Dynamic Trees and Position-encoding Dynamic Trees
From Quadtrees to Dynamic Trees
Dynamic trees have grown up in response to the problems of image
segmentation. The underlying need is one of building models of images.
Traditional modelling techniques tend to be non-probabilistic, and
therefore somewhat ad-hoc, although reasonable performance can be
achieved if the methods accurately represent image
structure. Probabilistic models often take the form of Markov random
fields. These have a flat structure, and although they capture some of
the local coherence of the image, they have no hierarchical
structure. Tree based structures promise to provide that hierarchy,
and at the same time may well enable the concept of an object to be
captured in some form.
Probabilistic quadtree models (a two dimensional version of the binary
tree) were developed by Chris Williams and Xiaojuan Feng. The leaf nodes of the
quadtree represent the local class labels of the image (for
segmentation). The probabilistic map from the leaf node classes to the image
pixels was modelled using a neural network. The adjacent diagram shows
the form of a binary tree.
Quadtrees have the advantage of their tree structure. Belief
propagation can be used to obtain the marginal probabilities of each
node given the data, and to obtain the likelihood of the
tree. Practical results on real segmentation problems have been reasonable.
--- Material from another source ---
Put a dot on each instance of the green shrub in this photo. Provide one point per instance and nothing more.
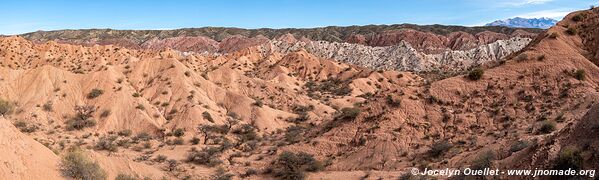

Their main disadvantage is their fixed structure. Quadtrees
produce blocky artefacts in their segmentation
due to the fact that two (spatially) adjacent
leaf nodes might only be path connected through a vertex far up the
tree hierarchy.
One way around this type of problem is to use dynamic trees (see the
diagram below). This is a mixture of tree structures formed by
allowing each vertex to `choose' its parent. This reduces the blockiness problem
of the quadtree, because any two leaf nodes can be connected at any level of hierarchy.
Dynamic tree models are in fact tree mixtures, and because the number of trees in the mixture grows exponentially with
network size, exact belief propagation becomes intractable. We have to
resort to the approximation techniques outlined earlier. I have been
pursuing work on this in collaboration with Chris Williams, Stephen Felderhof and Nick Adams.